The code is printed to **stderr**, so stdout stays a clean, pipeable list of paths
even with `--show-code`. On a terminal it is syntax-highlighted with Pygments; the
highlighting is disabled when `NO_COLOR` is set or when stderr is redirected.

If the model's reply doesn't validate (malformed JSON, wrong function shape, an invalid
package name), nfind feeds the error back and retries a few times before giving up;
`--verbose` reports when a retry happens.

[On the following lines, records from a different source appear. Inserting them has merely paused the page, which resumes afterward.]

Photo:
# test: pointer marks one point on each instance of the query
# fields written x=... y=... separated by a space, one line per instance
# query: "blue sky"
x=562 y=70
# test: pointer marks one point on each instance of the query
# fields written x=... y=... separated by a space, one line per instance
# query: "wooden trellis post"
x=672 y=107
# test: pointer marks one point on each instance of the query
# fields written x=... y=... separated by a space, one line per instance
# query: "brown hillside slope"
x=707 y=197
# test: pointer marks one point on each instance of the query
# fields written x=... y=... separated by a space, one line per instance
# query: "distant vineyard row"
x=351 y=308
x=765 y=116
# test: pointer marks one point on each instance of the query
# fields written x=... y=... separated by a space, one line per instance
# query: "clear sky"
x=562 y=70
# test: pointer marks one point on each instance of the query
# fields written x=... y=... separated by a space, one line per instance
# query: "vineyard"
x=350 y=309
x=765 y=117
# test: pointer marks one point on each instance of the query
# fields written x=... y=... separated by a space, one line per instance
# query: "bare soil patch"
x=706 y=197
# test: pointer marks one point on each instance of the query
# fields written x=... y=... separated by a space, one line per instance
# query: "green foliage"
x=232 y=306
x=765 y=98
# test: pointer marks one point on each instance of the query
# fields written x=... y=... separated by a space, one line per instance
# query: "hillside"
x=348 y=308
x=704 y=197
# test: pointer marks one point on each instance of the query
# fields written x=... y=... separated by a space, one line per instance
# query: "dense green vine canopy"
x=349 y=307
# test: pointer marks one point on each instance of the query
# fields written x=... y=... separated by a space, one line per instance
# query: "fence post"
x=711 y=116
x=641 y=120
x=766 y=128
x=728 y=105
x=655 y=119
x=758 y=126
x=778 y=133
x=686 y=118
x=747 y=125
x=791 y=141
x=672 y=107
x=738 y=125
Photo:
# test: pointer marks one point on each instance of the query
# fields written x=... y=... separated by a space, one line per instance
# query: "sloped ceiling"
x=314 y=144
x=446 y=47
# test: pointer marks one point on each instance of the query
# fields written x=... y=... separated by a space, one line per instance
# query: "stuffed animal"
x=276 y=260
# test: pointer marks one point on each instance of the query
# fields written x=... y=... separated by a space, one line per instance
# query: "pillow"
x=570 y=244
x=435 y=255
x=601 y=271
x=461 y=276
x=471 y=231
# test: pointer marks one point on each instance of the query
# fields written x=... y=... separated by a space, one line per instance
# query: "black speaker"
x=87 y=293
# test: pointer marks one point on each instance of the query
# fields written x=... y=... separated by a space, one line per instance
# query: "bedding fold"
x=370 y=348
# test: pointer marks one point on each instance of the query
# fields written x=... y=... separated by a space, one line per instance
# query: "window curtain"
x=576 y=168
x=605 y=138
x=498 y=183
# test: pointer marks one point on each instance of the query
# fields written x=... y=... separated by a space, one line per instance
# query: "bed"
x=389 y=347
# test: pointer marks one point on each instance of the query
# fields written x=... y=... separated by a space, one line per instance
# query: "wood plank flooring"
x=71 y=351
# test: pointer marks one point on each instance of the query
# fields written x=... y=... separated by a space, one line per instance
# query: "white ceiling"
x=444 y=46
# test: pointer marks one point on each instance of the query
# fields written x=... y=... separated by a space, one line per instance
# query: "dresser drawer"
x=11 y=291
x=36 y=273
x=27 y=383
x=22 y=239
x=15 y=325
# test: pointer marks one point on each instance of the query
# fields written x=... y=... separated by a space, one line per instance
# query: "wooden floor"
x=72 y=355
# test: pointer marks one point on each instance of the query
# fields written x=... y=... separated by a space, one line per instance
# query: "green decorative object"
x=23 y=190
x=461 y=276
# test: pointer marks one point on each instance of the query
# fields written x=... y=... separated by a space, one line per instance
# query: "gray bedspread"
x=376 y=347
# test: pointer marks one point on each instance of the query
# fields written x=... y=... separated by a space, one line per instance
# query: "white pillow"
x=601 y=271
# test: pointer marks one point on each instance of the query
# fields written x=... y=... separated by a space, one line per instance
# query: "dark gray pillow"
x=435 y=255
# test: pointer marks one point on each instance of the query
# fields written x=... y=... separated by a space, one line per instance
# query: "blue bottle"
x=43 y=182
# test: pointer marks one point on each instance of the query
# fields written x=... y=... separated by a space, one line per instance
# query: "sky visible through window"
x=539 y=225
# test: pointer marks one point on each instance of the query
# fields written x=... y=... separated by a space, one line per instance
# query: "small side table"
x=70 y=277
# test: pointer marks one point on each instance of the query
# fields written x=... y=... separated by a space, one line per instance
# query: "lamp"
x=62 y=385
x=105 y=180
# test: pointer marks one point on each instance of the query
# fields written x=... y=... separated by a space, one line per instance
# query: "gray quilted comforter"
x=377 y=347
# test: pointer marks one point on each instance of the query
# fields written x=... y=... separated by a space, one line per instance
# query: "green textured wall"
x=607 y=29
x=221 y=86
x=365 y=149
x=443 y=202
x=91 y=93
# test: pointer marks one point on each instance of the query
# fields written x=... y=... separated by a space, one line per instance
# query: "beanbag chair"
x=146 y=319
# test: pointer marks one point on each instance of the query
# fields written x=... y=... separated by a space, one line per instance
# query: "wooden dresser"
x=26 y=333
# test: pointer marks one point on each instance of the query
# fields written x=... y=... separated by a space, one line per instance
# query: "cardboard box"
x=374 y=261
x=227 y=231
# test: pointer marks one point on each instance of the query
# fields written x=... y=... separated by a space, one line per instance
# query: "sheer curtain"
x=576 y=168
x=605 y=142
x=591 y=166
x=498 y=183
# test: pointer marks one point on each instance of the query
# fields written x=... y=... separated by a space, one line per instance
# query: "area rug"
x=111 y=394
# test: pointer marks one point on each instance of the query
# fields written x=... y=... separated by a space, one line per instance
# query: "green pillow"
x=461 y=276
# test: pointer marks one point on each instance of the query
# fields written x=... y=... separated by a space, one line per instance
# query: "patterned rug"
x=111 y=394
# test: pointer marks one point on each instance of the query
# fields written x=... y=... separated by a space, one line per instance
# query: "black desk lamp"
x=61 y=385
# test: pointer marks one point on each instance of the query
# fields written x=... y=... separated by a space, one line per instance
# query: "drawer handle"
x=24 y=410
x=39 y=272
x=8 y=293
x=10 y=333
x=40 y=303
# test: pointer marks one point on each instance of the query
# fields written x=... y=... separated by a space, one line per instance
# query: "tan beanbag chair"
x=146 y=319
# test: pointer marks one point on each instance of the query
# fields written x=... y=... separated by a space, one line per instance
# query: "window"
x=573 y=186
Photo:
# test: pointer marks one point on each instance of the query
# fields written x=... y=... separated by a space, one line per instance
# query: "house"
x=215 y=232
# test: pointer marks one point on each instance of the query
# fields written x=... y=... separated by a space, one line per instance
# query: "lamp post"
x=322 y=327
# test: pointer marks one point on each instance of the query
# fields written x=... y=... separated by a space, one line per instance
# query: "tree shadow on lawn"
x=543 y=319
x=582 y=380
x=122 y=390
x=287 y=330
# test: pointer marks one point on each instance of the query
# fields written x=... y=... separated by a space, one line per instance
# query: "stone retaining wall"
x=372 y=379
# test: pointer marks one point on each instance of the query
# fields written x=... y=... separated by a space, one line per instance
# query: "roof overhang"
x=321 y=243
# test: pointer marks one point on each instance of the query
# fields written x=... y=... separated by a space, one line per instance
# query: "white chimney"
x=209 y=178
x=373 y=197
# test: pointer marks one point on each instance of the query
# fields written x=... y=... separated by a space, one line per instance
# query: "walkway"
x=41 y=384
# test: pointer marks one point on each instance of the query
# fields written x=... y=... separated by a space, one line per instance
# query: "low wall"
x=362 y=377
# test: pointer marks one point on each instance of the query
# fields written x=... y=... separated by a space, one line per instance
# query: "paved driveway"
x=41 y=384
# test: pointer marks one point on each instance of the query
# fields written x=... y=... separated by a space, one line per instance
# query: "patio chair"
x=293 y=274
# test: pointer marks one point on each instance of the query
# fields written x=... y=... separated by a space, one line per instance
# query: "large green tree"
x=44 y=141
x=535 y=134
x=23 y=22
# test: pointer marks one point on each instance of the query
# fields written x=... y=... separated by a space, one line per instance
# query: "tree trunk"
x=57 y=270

The first run builds the worker image for the chosen runtime
(`nfind-search-paths:latest` for Python, `nfind-search-node:latest` for Node.js);
later runs reuse it. Pass `--rebuild` to force a fresh build.

### Useful options

| Option | Default | Purpose |
| --- | --- | --- |
| `--model` | `gpt-4o-mini` | Model used to generate the filter; `provider/model` for non-OpenAI (see [Providers](#providers)) |
| `--timeout` | `10.0` | Seconds the filter may run before it is killed |
| `--memory` | `256m` | Worker container memory limit |
| `--cpus` | `1.0` | Worker container CPU limit |
| `--pids-limit` | `64` | Max processes inside the worker |
| `--rebuild` | off | Rebuild the worker image first |
| `--exclude GLOB` | — | Skip matching names/paths during enumeration (repeatable) |
| `--no-ignore` | off | Include default ignored directories such as `.git` and `node_modules` |
| `--max-depth N` | unlimited | Descend at most `N` levels below each search path |
| `--verbose` / `-v` | off | Show extra per-path fields alongside each path |
| `--json` | off | Output records (path + extra fields) as JSON |
| `--print0` / `-0` | off | Separate result paths with NUL bytes for `xargs -0` |
| `--yes` / `-y` | off | Approve any requested packages without prompting |
| `--no-deps` | off | Reject third-party packages (standard library only) |
| `--macos-meta` | off | macOS: expose Finder tags and download metadata to the filter |
| `--show-code` | off | Print the generated filter before running |
| `--save` | — | Write the generated filter as a replayable script |
| `--run` | — | Replay a saved filter through the sandbox without an LLM call |
| `--confirm` / `-i` | off | Show the code and confirm before running |

### Providers

By default nfind uses OpenAI. To use another provider, pass `--model provider/model`;
nfind reuses the OpenAI SDK against that provider's OpenAI-compatible endpoint, so there
is no extra dependency to install — just set the provider's API key.

```bash
nfind "files with no extension"                          # OpenAI (OPENAI_API_KEY)
nfind "..." --model anthropic/claude-sonnet-4-6          # ANTHROPIC_API_KEY
nfind "..." --model gemini/gemini-2.5-flash              # GEMINI_API_KEY
nfind "..." --model groq/llama-3.3-70b-versatile         # GROQ_API_KEY
nfind "..." --model openrouter/<vendor>/<model>          # OPENROUTER_API_KEY (near-universal)
nfind "..." --model ollama/llama3.1                      # local, no key
```

Supported prefixes: `openai`, `anthropic`, `gemini`, `groq`, `mistral`, `deepseek`,
`xai`, `openrouter`, `ollama`, `lmstudio`. Each reads its own `*_API_KEY` (local
servers need none). nfind handles providers without strict JSON mode automatically.
Capable models follow the filter contract best; weaker ones may need a retry or a
stronger model.

## Example prompts

- "directories that contain only audio files"
- "files that have no extension"
- "directories that contain more than 50 files"
- "Python virtual environments (directories with a pyvenv.cfg directly inside)"
- "initialized Terraform root modules"

## Library use

```python
from nfind import search

# Returns a list of records, each a dict with at least a "path" key (a host path).
# When the prompt asks for extra per-file values, they appear as additional keys.
records = search(".", "directories that contain only audio files")
paths = [record["path"] for record in records]
```

## Safety model

- Search roots are mounted **read-only** under `/data`; results are mapped back to host
  paths afterward.
- The worker container runs with `--network none`, `--cap-drop ALL`,
  `--security-opt no-new-privileges`, a read-only root filesystem, and a small
  `tmpfs` for scratch space.
- The host validates that the filter returns only paths it was given, so generated
  code cannot inject arbitrary paths into the output.